Scrum : la mécanique simple derrière l'agilité

Scrum est le cadre de travail agile le plus répandu. Son principe de base est d'une simplicité déconcertante : au lieu de livrer tout à la fin, on livre par petits morceaux, régulièrement.

Concrètement, l'équipe travaille par cycles courts de deux à quatre semaines, appelés sprints. À chaque fin de sprint, elle présente ce qui a été construit — une démo réelle, pas une présentation PowerPoint. En tant que dirigeant ou décideur, vous voyez le produit avancer. Vous pouvez valider, corriger, réorienter.

Ce qui change pour vous :

  • Vous n'êtes plus dans le tunnel. Vous avez une visibilité régulière sur l'avancement réel, pas seulement sur ce qui était prévu.
  • Vous pouvez changer d'avis sans tout casser. Si une priorité évolue, elle est intégrée au prochain sprint. Pas dans dix-huit mois.
  • Vous financez de la valeur, pas des heures. À chaque cycle, ce qui est livré est fonctionnel et utile. Vous ne payez pas pour un assemblage final hypothétique.

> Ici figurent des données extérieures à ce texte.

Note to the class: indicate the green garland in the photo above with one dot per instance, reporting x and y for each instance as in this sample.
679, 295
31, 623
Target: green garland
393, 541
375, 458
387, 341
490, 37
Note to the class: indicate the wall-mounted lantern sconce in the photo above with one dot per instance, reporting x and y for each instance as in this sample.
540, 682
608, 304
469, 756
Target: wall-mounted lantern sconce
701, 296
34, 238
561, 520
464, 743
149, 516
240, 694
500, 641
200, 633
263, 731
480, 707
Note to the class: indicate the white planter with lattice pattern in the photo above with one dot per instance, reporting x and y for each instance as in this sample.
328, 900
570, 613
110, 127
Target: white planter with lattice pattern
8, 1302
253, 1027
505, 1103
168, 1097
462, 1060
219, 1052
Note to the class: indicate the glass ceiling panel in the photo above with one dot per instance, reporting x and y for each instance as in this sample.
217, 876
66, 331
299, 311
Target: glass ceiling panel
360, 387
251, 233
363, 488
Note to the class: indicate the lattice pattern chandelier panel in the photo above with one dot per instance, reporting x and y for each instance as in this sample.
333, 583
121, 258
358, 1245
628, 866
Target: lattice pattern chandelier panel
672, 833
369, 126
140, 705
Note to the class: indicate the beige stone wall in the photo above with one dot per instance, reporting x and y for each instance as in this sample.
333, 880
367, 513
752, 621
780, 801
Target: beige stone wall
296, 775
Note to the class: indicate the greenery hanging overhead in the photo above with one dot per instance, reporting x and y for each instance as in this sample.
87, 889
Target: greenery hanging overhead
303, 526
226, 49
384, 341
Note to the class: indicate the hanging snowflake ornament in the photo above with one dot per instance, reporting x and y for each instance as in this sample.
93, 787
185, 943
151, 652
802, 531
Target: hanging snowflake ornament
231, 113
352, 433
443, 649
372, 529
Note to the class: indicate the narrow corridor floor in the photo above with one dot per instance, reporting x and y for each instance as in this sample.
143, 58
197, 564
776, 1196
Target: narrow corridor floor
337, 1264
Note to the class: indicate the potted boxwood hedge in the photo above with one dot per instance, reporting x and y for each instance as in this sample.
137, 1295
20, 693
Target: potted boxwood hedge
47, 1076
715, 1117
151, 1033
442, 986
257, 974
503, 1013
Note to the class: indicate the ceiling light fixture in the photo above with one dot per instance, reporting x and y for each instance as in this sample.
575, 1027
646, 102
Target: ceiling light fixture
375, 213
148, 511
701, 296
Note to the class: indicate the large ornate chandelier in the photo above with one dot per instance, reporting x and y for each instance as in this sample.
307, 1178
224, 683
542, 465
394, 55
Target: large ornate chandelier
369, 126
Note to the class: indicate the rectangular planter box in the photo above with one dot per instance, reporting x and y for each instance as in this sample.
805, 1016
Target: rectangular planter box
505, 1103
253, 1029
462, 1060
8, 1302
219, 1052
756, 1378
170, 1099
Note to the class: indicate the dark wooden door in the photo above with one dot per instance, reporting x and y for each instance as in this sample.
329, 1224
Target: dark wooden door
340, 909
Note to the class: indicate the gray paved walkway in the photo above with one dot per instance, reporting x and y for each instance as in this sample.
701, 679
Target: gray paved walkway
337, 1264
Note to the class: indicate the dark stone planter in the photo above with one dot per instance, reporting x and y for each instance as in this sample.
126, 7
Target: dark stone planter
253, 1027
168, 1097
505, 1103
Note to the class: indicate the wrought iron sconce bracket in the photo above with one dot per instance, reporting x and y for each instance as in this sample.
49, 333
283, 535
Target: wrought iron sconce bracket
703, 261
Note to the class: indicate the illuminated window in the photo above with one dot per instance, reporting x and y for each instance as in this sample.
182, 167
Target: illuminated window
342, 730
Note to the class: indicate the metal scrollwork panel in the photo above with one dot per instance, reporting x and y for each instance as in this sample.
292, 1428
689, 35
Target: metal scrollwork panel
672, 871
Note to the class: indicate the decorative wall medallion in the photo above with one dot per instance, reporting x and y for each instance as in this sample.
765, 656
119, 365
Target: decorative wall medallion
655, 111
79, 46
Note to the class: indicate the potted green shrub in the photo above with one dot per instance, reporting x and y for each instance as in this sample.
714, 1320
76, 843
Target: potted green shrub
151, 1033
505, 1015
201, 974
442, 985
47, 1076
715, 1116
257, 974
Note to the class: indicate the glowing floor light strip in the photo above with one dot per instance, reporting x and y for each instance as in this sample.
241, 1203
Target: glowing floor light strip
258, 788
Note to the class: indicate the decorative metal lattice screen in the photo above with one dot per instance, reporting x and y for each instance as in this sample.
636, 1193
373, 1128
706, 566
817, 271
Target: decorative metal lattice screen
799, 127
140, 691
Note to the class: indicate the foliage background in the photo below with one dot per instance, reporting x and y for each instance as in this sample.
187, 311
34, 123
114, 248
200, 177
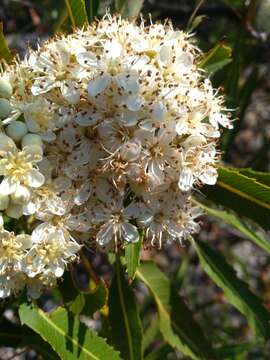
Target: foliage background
242, 26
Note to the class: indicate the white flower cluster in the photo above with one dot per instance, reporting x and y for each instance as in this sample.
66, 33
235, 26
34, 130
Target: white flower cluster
104, 135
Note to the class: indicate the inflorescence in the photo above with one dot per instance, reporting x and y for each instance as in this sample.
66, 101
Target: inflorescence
105, 133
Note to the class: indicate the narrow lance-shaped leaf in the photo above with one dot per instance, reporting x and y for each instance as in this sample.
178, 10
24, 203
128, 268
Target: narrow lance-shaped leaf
176, 323
77, 12
5, 53
150, 333
66, 334
132, 257
245, 195
216, 58
261, 177
124, 317
235, 290
235, 222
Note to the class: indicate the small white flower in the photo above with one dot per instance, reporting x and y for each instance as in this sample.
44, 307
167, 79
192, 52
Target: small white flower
52, 249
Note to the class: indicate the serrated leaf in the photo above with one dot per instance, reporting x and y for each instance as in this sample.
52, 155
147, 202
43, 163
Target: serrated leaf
124, 317
235, 290
246, 196
5, 53
66, 334
235, 222
95, 301
132, 257
150, 333
176, 322
40, 346
10, 334
77, 12
216, 58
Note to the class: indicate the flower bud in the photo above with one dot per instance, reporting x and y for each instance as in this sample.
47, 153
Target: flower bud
5, 88
5, 108
16, 130
31, 139
4, 201
21, 195
15, 211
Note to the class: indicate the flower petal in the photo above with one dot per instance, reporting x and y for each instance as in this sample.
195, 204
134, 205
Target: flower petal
98, 85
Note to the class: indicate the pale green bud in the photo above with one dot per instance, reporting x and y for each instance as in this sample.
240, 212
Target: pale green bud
5, 108
5, 88
16, 130
15, 211
31, 139
4, 201
21, 195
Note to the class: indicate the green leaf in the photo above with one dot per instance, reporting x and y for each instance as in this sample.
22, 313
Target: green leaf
132, 257
10, 334
124, 317
235, 222
176, 323
230, 351
95, 301
129, 8
5, 53
261, 177
242, 103
66, 334
235, 290
196, 22
77, 305
216, 58
159, 354
40, 346
77, 12
245, 195
92, 8
150, 333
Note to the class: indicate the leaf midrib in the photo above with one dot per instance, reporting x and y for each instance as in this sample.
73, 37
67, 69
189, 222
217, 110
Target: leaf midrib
163, 310
123, 306
242, 194
46, 318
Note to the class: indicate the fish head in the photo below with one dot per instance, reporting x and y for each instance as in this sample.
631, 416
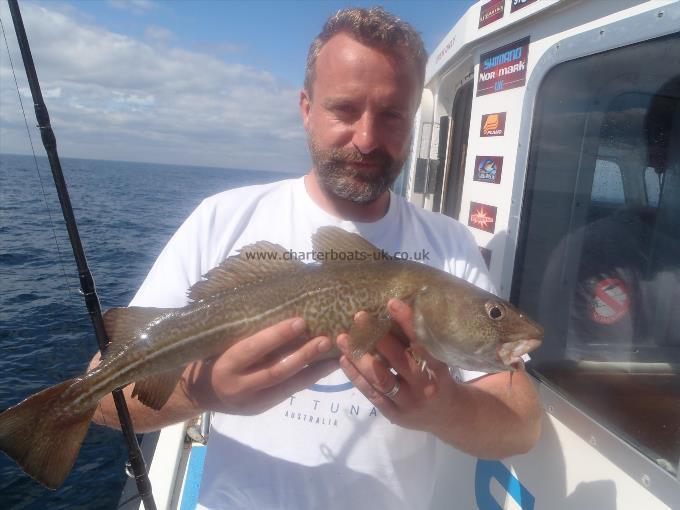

La priorisation continue est l'un des piliers de Scrum : à tout moment, l'équipe travaille sur ce qui a le plus de valeur pour vous. Si quelque chose d'important émerge en cours de route, il peut remonter en tête de liste pour le sprint suivant.


Ce que ça change concrètement pour vos délais et vos risques

L'agilité ne fait pas de miracles. Elle ne supprime pas la complexité d'un projet. Mais elle change radicalement quand vous en prenez connaissance.

Avec une approche classique, vous découvrez les problèmes à la livraison. Avec l'agilité, vous les détectez après deux semaines.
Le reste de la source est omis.